Internal Revenue Service may levy upon the property of any person. Petitioners

requested and were granted a hearing. Section 6330(c) specifies the matters to be

considered at the hearing, including, for purposes of this case, verification that the

requirements of any applicable law or administrative procedure have been met,

challenges to the appropriateness of collection actions, and offers of collection

alternatives. Under section 6330(c)(3), the determination to proceed with a

collection action “shall take into consideration * * * whether any proposed

collection action balances the need for the efficient collection of tax with the

legitimate concern of the person that any collection action be no more intrusive

than necessary.”

       The parties have now agreed on the amounts owed for 2010, 2011, 2012,

and 2015. The underlying liabilities were reported, assessed, or abated by

agreement between the parties, so they are no longer in issue. Thus we analyze

this case by applying an abuse of discretion standard. See Sego v. Commissioner,

114 T.C. 604, 609-610 (2000). Petitioners contend that the Appeals settlement

officer failed to recognize that their liabilities for 2008 and 2009 were paid
                                         -6-

[*6] pursuant to the offer-in-compromise for those years. Petitioners’ contention,

as stated by petitioner Edward Sadjadi during trial, is that Form 656

      does not explicitly and clearly identify the taxpayers’ obligations with
      reference to what happens after the amount of OIC that was agreed
      upon is paid in full. In this particular case, that amount was $21,515,
      when agreed, through September of 2016, payments in excess of that
      amount were paid to the IRS. And at that point we considered the
      OIC complete--we being the petitioners. And when we filed the 2015
      taxes in October of 2016, we asked for an installment agreement and
      did not pay the full amount at the time of filing, again, under the
      assumption that the OIC was paid in full, and therefore there were no
      other obligations remaining, based on the commonly practiced debt
      agreements that we know of as average people.

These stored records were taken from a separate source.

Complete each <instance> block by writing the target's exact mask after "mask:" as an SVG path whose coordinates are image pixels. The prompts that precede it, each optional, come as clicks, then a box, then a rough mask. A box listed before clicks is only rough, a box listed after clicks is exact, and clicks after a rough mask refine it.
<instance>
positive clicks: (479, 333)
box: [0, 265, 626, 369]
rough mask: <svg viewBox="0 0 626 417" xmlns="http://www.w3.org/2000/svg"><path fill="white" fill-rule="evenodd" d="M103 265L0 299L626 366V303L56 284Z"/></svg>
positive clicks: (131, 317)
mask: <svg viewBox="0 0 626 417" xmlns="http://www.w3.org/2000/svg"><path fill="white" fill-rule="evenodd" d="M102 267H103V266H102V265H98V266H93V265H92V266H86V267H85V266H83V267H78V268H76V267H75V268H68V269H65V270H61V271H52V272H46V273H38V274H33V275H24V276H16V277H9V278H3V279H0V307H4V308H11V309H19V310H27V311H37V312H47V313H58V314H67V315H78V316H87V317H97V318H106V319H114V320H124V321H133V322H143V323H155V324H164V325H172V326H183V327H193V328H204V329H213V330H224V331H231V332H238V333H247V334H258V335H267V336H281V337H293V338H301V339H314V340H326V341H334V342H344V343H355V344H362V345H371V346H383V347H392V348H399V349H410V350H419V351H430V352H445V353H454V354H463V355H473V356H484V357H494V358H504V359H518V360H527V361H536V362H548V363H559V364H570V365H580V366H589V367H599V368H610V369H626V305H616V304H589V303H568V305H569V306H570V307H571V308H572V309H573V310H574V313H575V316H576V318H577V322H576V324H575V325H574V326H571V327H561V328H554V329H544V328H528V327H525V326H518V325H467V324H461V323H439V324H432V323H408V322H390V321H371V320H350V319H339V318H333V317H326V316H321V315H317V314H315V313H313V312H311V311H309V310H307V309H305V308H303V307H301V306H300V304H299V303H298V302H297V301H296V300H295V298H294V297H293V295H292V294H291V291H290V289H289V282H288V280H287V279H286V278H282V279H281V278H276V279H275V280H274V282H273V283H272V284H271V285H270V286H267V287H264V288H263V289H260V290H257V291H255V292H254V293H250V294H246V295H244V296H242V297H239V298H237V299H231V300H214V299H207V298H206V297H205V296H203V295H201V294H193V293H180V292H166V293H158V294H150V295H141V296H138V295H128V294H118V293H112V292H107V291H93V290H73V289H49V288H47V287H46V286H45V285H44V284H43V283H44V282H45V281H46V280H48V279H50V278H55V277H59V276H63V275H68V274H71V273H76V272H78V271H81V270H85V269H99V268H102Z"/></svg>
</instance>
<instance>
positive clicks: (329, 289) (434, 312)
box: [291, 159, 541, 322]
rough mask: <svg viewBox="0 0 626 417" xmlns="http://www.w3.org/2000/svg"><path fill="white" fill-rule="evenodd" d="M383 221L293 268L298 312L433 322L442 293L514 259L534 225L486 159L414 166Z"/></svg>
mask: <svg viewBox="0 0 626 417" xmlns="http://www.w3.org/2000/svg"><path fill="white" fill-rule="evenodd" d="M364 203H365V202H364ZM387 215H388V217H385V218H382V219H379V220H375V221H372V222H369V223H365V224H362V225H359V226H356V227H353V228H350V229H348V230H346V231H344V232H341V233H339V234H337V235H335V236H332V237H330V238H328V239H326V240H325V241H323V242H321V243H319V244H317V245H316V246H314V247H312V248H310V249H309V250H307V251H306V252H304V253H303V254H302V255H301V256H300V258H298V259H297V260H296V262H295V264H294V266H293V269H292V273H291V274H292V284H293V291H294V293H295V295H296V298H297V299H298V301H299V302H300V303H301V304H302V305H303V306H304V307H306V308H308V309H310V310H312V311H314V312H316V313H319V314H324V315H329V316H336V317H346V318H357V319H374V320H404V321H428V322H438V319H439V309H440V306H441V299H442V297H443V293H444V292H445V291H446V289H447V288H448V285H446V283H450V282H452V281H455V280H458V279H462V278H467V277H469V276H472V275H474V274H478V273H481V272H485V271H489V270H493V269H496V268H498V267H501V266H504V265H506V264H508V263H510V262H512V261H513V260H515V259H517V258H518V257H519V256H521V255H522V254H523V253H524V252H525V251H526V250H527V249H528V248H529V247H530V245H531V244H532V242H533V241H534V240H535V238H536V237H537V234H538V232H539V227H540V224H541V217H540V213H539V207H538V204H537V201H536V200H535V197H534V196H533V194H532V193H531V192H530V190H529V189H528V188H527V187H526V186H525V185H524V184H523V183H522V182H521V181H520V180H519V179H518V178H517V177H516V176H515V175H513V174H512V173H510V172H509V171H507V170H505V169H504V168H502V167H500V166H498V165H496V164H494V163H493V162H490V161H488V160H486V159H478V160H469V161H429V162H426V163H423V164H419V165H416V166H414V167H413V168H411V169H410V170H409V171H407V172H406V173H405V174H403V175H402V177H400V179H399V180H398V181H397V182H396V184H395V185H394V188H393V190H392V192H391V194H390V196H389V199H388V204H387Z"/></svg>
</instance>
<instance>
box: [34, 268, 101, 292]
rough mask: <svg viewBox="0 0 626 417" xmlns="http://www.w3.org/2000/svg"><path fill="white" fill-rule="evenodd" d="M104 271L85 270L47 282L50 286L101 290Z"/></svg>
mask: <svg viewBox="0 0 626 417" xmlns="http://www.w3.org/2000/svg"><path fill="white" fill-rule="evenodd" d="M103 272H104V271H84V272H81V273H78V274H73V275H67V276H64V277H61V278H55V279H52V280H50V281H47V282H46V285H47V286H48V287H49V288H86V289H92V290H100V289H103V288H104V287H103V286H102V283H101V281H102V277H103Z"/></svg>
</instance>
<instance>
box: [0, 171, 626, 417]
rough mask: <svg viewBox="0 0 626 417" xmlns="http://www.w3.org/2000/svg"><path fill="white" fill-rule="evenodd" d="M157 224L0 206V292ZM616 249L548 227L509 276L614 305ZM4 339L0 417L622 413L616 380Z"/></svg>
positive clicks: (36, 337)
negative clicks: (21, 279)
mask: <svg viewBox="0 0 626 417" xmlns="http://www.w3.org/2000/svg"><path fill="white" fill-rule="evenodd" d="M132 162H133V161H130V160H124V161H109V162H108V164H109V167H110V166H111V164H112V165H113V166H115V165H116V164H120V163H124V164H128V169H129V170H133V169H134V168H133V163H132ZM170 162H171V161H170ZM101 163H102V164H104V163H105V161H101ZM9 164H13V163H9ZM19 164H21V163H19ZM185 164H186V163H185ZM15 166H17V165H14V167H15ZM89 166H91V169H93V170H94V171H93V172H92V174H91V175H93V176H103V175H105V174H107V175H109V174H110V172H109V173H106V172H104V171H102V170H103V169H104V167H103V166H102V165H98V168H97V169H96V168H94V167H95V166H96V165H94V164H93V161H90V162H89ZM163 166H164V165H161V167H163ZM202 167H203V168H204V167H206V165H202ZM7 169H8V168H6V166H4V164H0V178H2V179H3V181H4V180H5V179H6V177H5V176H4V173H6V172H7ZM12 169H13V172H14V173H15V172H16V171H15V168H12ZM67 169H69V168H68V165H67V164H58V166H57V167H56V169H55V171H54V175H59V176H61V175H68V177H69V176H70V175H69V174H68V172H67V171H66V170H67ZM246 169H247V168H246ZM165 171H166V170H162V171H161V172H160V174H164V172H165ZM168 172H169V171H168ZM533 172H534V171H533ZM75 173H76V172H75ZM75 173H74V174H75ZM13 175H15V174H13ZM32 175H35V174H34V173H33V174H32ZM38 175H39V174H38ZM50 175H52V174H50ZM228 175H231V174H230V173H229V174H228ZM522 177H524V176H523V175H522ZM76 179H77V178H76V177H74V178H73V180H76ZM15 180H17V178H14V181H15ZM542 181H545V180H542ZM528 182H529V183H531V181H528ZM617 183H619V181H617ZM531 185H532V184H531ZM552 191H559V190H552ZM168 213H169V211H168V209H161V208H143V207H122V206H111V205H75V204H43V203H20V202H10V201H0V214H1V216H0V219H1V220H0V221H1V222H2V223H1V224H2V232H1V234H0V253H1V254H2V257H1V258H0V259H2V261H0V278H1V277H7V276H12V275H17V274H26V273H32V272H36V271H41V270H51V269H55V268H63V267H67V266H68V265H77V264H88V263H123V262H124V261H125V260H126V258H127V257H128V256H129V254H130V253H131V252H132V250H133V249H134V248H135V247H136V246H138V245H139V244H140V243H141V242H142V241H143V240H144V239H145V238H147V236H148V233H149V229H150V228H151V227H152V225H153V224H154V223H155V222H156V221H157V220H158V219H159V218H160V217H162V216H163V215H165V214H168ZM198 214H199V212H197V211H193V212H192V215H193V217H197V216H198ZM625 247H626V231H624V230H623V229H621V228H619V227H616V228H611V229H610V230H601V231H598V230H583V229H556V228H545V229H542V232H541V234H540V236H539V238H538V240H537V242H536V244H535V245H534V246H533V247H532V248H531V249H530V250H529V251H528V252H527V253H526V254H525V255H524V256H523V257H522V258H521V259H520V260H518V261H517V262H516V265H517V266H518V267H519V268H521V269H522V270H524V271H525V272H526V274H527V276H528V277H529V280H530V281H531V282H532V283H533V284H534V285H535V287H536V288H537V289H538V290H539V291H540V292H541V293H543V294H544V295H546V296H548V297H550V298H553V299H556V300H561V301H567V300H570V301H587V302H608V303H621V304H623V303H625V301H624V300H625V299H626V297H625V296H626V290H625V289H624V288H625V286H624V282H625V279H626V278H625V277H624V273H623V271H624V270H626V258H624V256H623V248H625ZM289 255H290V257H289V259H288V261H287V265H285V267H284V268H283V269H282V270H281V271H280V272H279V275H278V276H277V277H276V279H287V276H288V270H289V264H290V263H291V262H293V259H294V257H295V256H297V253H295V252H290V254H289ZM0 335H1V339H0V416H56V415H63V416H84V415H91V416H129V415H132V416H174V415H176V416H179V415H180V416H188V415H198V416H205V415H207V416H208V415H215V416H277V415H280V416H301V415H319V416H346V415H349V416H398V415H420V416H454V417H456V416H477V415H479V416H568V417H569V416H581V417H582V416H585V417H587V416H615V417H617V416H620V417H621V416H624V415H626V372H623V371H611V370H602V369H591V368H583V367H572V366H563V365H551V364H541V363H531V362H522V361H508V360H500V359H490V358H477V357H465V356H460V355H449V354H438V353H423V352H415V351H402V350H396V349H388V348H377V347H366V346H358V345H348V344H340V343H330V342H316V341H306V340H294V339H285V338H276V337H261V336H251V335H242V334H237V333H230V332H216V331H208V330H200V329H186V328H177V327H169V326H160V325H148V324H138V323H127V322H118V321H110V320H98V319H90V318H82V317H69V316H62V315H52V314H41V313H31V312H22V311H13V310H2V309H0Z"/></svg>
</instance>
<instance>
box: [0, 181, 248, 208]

However, petitioners’ contention is contradicted by the evidence.

      Petitioners stipulated that the standard form was in use at the time they

signed their offer-in-compromise and have not suggested that the agreement that

they signed was any different. The standard form, as quoted in our findings,

explicitly emphasizes, in bold print and by detailed provisions to which petitioners

agreed, the necessity of complying with future tax obligations and “what will

happen if I fail to meet the terms of my offer (e.g., default)”. If they failed to read

the agreement or forgot the explicit terms, they were still bound to “pay required

tax for the five year period beginning with the date of acceptance of this offer”,

which was April 18, 2013. The settlement officer considered their argument and
                                        -7-

[*7] documented their default, to wit, failure to pay the tax shown on their 2015

return filed October 19, 2016.

      Abuse of discretion may be found if action is arbitrary, capricious, or

without sound basis in fact or law. Giamelli v. Commissioner, 129 T.C. 107, 111

(2007); Woodral v. Commissioner, 112 T.C. 19, 23 (1999). None of those

characteristics apply here.

                                              Decision will be entered for

                                      respondent.